Seeking a like-for-like replacement for Anderson would have been one way to go, with Chris Woakes, brisk fast-medium but with a full natural length, the closest. But just because Anderson takes wickets, it does not mean that others cannot.

When the ball swings, or moves off the seam, as it can do at Trent Bridge, then the key is harnessing it rather than trying to make the ball do something, a skill that was singularly lacking among the Australia pacemen at Cardiff and Birmingham.

The likeliest outcome will be that Mark Wood plays and opens the bowling with Stuart Broad, with Steven Finn, who took six for 79 in the second innings at Edgbaston, as first change again. This is a ground on which Wood has already excelled for Durham and if the bowlers have control of the movement then the quicker they can get it through, the better.

Of the two reserves, it is Plunkett who has the Test experience and the uncapped left-armer Footitt the form this season, albeit for Derbyshire in the second division.

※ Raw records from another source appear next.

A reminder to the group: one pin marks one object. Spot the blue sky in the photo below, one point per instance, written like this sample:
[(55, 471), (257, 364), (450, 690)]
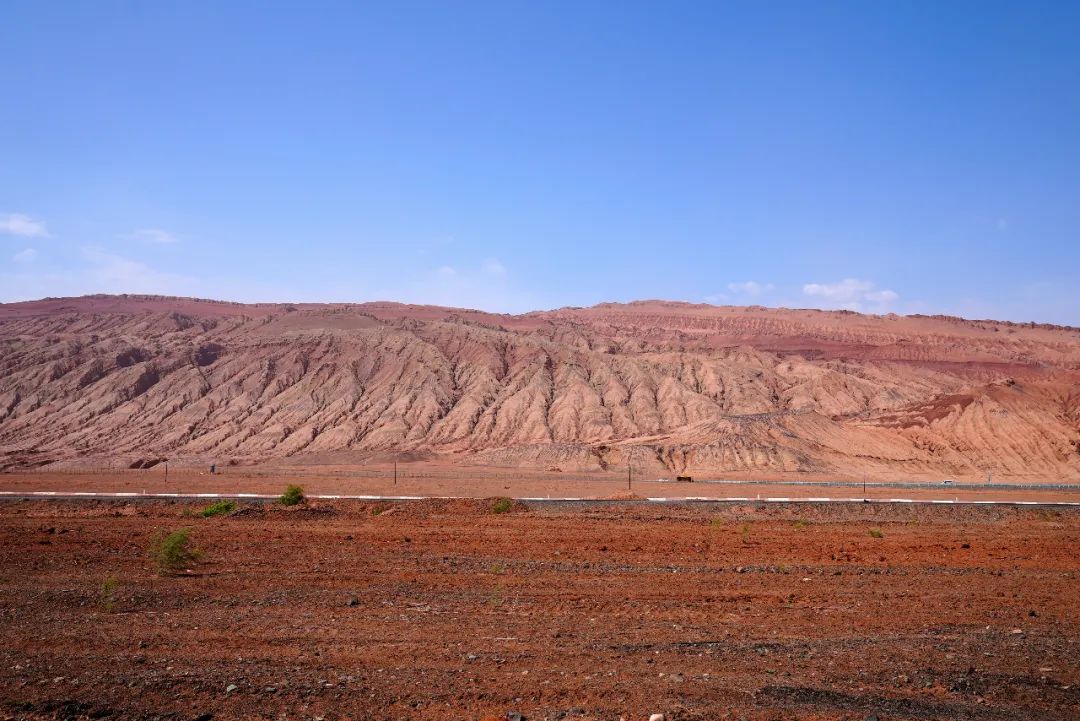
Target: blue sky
[(513, 155)]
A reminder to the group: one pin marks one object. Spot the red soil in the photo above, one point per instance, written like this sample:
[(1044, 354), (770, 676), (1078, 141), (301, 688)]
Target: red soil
[(444, 610)]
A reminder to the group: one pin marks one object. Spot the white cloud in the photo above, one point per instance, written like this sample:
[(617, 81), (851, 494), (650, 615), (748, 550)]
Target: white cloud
[(851, 294), (24, 226), (94, 270), (493, 267), (741, 293), (156, 235)]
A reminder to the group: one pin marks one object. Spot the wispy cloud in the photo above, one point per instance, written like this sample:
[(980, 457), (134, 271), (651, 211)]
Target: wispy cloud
[(746, 291), (751, 287), (93, 270), (25, 256), (24, 226), (156, 235), (488, 286), (851, 294)]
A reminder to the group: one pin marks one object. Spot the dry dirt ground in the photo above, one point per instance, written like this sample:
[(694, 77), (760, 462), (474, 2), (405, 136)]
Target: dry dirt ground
[(440, 480), (446, 610)]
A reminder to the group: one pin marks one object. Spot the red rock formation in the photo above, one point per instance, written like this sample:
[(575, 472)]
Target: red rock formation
[(675, 386)]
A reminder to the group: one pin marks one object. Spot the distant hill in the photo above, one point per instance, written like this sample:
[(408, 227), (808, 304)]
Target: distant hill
[(683, 388)]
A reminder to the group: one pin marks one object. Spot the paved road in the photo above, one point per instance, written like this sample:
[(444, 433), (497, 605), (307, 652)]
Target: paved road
[(686, 499)]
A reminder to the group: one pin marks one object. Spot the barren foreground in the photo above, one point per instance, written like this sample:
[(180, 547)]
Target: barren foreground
[(437, 610)]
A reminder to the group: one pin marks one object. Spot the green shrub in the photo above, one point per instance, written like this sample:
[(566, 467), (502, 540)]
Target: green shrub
[(218, 508), (107, 595), (174, 552), (292, 497)]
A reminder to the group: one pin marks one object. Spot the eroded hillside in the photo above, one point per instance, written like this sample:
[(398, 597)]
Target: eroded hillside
[(671, 386)]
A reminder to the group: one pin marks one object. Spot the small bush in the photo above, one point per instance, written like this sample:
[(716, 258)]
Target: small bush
[(219, 508), (107, 595), (174, 552), (292, 497)]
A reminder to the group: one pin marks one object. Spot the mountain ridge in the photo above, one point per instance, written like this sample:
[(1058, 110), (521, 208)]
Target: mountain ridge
[(678, 386)]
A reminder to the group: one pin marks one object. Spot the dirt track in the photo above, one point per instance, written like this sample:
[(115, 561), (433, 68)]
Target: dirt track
[(757, 612), (482, 483)]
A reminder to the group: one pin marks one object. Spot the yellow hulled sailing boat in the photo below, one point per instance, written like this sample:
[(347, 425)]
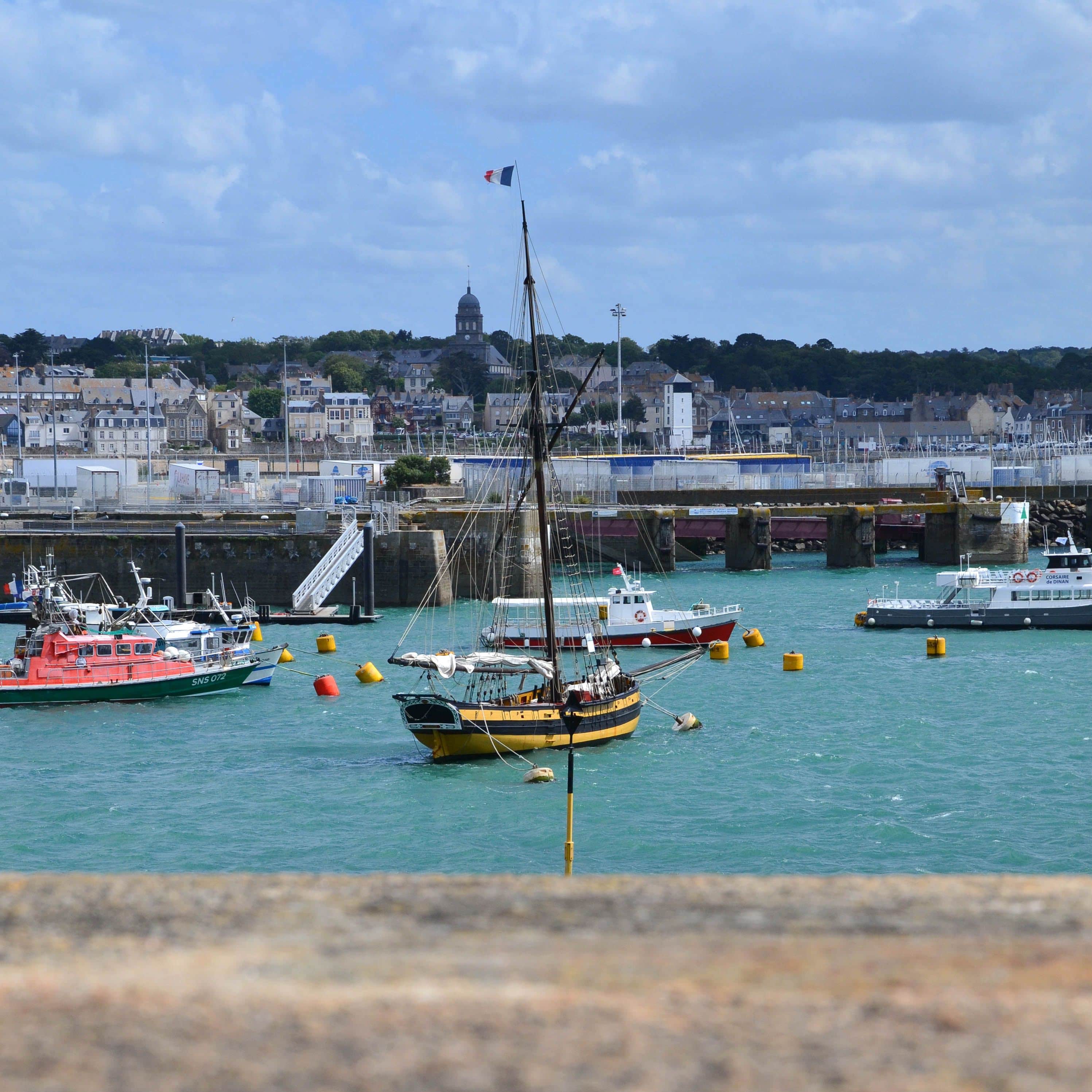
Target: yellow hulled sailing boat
[(518, 703)]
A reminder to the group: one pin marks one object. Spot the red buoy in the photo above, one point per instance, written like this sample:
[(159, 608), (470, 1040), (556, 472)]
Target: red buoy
[(326, 687)]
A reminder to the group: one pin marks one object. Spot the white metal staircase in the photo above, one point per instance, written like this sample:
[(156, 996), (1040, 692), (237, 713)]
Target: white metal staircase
[(337, 563)]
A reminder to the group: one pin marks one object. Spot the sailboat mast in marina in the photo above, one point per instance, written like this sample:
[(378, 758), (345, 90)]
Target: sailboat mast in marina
[(580, 695)]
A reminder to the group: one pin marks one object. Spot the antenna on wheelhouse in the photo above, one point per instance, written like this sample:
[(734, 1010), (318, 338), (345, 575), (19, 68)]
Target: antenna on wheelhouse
[(538, 430)]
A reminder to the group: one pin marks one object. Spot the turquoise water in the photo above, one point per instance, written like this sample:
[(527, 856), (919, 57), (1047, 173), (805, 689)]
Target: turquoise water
[(873, 759)]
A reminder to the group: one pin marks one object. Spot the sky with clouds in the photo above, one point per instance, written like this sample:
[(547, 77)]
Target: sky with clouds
[(905, 174)]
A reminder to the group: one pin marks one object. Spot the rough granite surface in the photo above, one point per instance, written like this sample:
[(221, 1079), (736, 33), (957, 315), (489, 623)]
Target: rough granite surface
[(243, 982)]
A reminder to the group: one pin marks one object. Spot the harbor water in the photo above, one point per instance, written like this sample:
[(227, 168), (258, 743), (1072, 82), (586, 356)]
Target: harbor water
[(874, 758)]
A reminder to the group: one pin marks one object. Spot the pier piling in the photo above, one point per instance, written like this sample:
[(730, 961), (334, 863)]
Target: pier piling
[(749, 542), (180, 565), (851, 538)]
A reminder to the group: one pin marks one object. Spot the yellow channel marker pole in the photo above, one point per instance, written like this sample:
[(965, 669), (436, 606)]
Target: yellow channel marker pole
[(568, 818)]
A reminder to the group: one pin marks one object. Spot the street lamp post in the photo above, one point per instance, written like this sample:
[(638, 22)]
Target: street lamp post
[(619, 313), (53, 414), (284, 401), (148, 420), (19, 417)]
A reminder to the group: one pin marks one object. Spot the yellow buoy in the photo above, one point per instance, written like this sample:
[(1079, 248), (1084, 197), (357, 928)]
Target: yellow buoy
[(368, 673)]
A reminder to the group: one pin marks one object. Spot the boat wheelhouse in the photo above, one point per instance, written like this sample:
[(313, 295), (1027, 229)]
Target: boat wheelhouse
[(1058, 595), (627, 617)]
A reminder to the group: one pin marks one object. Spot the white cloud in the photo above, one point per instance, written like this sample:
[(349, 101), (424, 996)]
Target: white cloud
[(202, 189), (882, 172)]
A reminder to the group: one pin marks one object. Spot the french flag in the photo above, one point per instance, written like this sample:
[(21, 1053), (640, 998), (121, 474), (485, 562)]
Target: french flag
[(503, 176)]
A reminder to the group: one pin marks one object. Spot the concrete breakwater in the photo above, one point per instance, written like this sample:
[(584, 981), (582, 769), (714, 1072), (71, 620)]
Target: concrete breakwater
[(395, 982), (1057, 519), (451, 551), (267, 565)]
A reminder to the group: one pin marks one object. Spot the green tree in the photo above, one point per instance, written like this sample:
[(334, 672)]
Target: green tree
[(129, 369), (417, 470), (352, 374), (31, 345), (633, 410), (462, 374), (265, 401)]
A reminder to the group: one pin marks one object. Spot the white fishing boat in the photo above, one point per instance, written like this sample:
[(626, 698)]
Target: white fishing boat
[(202, 642), (626, 614), (1057, 595)]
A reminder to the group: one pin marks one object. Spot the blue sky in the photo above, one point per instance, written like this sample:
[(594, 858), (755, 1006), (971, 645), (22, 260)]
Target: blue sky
[(913, 174)]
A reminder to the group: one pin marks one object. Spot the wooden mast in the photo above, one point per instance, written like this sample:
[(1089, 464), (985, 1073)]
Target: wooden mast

A left-arm paceman, something England have possessed only rarely down the years (Bill Voce remains the most successful and the only one to reach 100 wickets) would provide an angle of attack that Australia would find new in the middle but not in the nets. Plunkett can be rapid, and although his default method might be thought to be back of a length, can actually bowl to hit the top of off-stump without floating the ball down as some do when asked to pitch it up further. If Wood is not fit (and all the indications are that he will be) then it should be to Plunkett that they turn.